Ambassador Twice Sought Safer Embassy
By Thomas W. Lippman
After repeated analyses, the State Department concluded that the Nairobi embassy, while not up to current security standards, was "in compliance [with] the standards for the threat level [perceived] for that post," Assistant Secretary of State Patrick Kennedy said.
Given the urgent need for embassy construction elsewhere, in the former Soviet Union and in countries that have recently moved their capitals, such as Germany and Nigeria, replacement of the Nairobi building could not be put at the top of the list, Kennedy said.
"I've been a foreign service officer for 25 years," said Kennedy, his voice breaking with emotion as he briefed reporters. "The fact is, we did the very best we could, given what we had. We set priorities. . . . No one has all the money to meet all the needs all at the same time."
Even if the department had approved Bushnell's recommendation, the decision would not have prevented the lethal bombing last Friday that killed 12 Americans and 235 Kenyans because it would have taken several years to find a site, obtain funding from Congress and design and build a new embassy, administration officials said.
According to Kennedy, who until Tuesday was acting assistant secretary for diplomatic security in addition to his duties as assistant secretary for administration, the department has been analyzing security problems at the Nairobi embassy since 1994 and making what improvements it could afford.
Additional improvements had been scheduled for later this year, he said, but he added that it is unlikely these changes would have prevented or mitigated the effects of the devastating truck bomb that ripped the embassy apart last week.
He said Bushnell, a career foreign service officer, was apparently not motivated by any specific threat or incident when she submitted a request for a replacement building, first through regular channels and then, in May, directly to Secretary of State Madeleine K. Albright -- an appeal that Albright did not mention when she was asked about the bombing in a televised interview on Sunday.

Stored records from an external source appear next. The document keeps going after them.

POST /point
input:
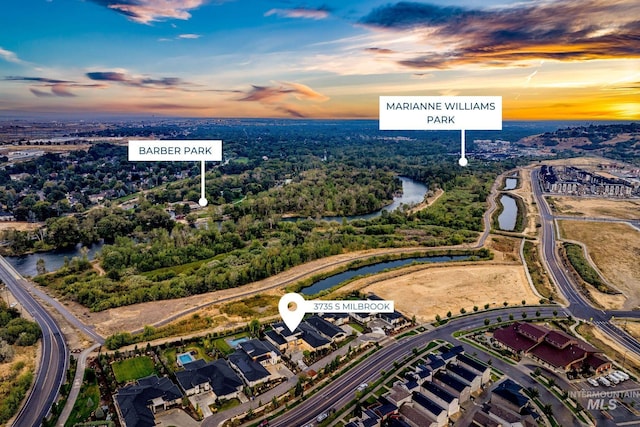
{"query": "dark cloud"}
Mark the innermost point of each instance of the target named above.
(36, 79)
(409, 15)
(143, 82)
(40, 93)
(276, 93)
(56, 87)
(148, 11)
(564, 31)
(321, 12)
(379, 50)
(275, 96)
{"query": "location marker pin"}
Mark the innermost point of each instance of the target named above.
(292, 309)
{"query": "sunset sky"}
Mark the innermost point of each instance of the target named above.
(548, 59)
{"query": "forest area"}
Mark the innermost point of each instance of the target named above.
(246, 234)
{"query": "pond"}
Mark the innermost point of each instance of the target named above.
(507, 219)
(53, 260)
(510, 183)
(336, 279)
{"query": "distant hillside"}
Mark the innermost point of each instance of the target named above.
(621, 141)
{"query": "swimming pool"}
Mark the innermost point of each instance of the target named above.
(185, 358)
(236, 342)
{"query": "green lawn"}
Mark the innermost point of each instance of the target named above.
(133, 369)
(224, 405)
(87, 402)
(357, 327)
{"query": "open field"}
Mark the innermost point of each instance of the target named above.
(626, 359)
(136, 316)
(614, 248)
(132, 369)
(599, 208)
(425, 291)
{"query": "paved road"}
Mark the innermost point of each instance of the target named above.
(578, 304)
(53, 359)
(339, 392)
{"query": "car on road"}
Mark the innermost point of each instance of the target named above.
(622, 374)
(362, 387)
(618, 376)
(613, 379)
(605, 382)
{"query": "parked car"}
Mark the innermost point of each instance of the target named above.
(613, 379)
(623, 374)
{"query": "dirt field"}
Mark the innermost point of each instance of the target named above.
(425, 291)
(598, 208)
(615, 249)
(136, 316)
(525, 193)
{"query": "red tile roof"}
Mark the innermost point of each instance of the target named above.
(559, 359)
(559, 339)
(532, 331)
(596, 362)
(510, 337)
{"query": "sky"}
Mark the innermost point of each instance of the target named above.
(548, 59)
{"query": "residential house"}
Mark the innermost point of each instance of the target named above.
(136, 404)
(442, 397)
(465, 376)
(453, 386)
(262, 352)
(509, 394)
(252, 372)
(432, 409)
(475, 366)
(217, 376)
(327, 329)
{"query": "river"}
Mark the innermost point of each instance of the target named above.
(413, 193)
(510, 183)
(507, 219)
(336, 279)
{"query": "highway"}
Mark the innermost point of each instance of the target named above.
(339, 392)
(578, 305)
(54, 356)
(342, 390)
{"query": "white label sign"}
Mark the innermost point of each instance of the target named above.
(175, 151)
(440, 113)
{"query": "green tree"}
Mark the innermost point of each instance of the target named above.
(40, 266)
(64, 232)
(254, 328)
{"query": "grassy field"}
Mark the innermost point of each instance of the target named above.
(536, 271)
(133, 369)
(87, 402)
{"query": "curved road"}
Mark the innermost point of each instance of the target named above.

Kennedy said the department agreed with Bushnell that simply by virtue of being situated directly along a major street, at a busy intersection, the embassy fell short of current security standards, which call for 100-foot setbacks. "We have setback problems all over the world," he said, noting that embassies in several capitals, from Rome to Hanoi, are on major thoroughfares.

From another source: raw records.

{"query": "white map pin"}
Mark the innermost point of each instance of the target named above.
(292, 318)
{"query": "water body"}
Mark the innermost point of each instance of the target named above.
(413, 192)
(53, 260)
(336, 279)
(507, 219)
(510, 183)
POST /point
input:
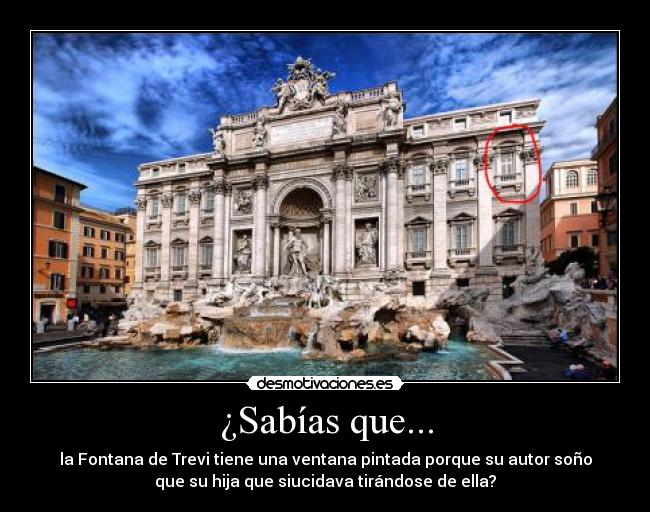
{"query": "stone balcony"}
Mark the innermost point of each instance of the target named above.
(509, 251)
(152, 273)
(463, 185)
(419, 190)
(418, 259)
(461, 255)
(514, 180)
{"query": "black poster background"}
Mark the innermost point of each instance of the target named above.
(468, 419)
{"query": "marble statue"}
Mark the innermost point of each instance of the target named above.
(392, 107)
(243, 255)
(243, 201)
(259, 133)
(366, 187)
(366, 246)
(218, 142)
(339, 122)
(296, 249)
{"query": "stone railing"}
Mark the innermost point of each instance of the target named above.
(508, 180)
(418, 259)
(461, 254)
(249, 117)
(461, 185)
(421, 189)
(503, 251)
(367, 94)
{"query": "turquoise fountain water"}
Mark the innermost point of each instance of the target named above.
(461, 361)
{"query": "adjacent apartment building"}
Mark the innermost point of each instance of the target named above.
(569, 212)
(606, 154)
(344, 184)
(102, 261)
(55, 245)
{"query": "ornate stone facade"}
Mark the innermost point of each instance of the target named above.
(340, 183)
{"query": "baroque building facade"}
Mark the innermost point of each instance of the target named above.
(343, 184)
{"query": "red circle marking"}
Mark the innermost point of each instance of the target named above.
(539, 164)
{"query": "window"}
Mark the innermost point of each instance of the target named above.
(57, 282)
(507, 163)
(154, 207)
(612, 167)
(461, 169)
(178, 255)
(574, 240)
(419, 240)
(180, 203)
(592, 177)
(612, 238)
(418, 176)
(594, 240)
(509, 234)
(205, 254)
(57, 249)
(59, 193)
(572, 179)
(462, 236)
(151, 256)
(505, 117)
(419, 288)
(59, 220)
(208, 202)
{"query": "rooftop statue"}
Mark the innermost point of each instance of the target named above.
(303, 85)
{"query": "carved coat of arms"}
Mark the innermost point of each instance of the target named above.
(304, 85)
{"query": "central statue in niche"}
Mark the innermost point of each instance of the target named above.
(296, 249)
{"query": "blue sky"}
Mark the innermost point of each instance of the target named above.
(104, 103)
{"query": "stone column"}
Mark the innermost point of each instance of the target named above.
(218, 248)
(392, 167)
(349, 222)
(227, 261)
(194, 196)
(340, 171)
(260, 183)
(326, 219)
(166, 199)
(140, 223)
(485, 221)
(276, 248)
(531, 208)
(439, 169)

When Bushnell recommended the construction of a new building, Kennedy said, her request was taken up in the department's annual review of embassy and consulate construction priorities. That review, he said, considers such issues as the level of protection compared to the perceived threat, the ability of embassy employees to do their jobs in the existing building, "foreign policy concerns" and the availability of money.
In May, Bushnell "communicated with the secretary and with Undersecretary [for management Bonnie] Cohen," Kennedy said. "She indicated that constraints were endangering embassy personnel" and renewed her appeal for a new embassy.
But Cohen responded that Nairobi remained "ranked low in relative priority compared to the needs of other embassies," Kennedy said. Bushnell, who has remained in Nairobi, has not discussed publicly her campaign for a more secure embassy. She could not be reached for comment last night.
Earlier yesterday, President Clinton directed his senior national security and law enforcement advisers to draft a package of embassy security improvements, building modifications and possible revisions of U.S. law that can be presented to Congress with an emergency funding request next month, administration officials said. The president said he was committed to replacing the embassies in Nairobi and Dar es Salaam, Tanzania, which were both rendered unusable by the concurrent bombing attacks on Friday.
Key members of Congress have signaled the White House that they would be receptive to such a request.
"We've made a very strong commitment in this area . . . to increase security and embassy construction funding," said Sen. Judd Gregg (R-N.H.), chairman of the Appropriations subcommittee that sets State Department spending levels.
After an overnight flight from California, the president met at the White House with national security adviser Samuel R. "Sandy" Berger, Attorney General Janet Reno, Undersecretary of State Thomas Pickering, CIA Director George J. Tenet, Defense Secretary William S. Cohen and senior military officials to begin crafting the package of security improvements, White House spokesman P.J. Crowley said.
Earlier, Clinton conferred by telephone with Albright, who left early yesterday for Germany, from where she accompanied the bodies of 10 of the 12 Americans killed in Nairobi on their return to the United States. She is to arrive in Washington with the victims this morning and to be met by Clinton for a ceremony at Andrews Air Force Base.
Yesterday, seven of those injured in the blasts arrived at the base, six for treatment at the Walter Reed Army Medical Center.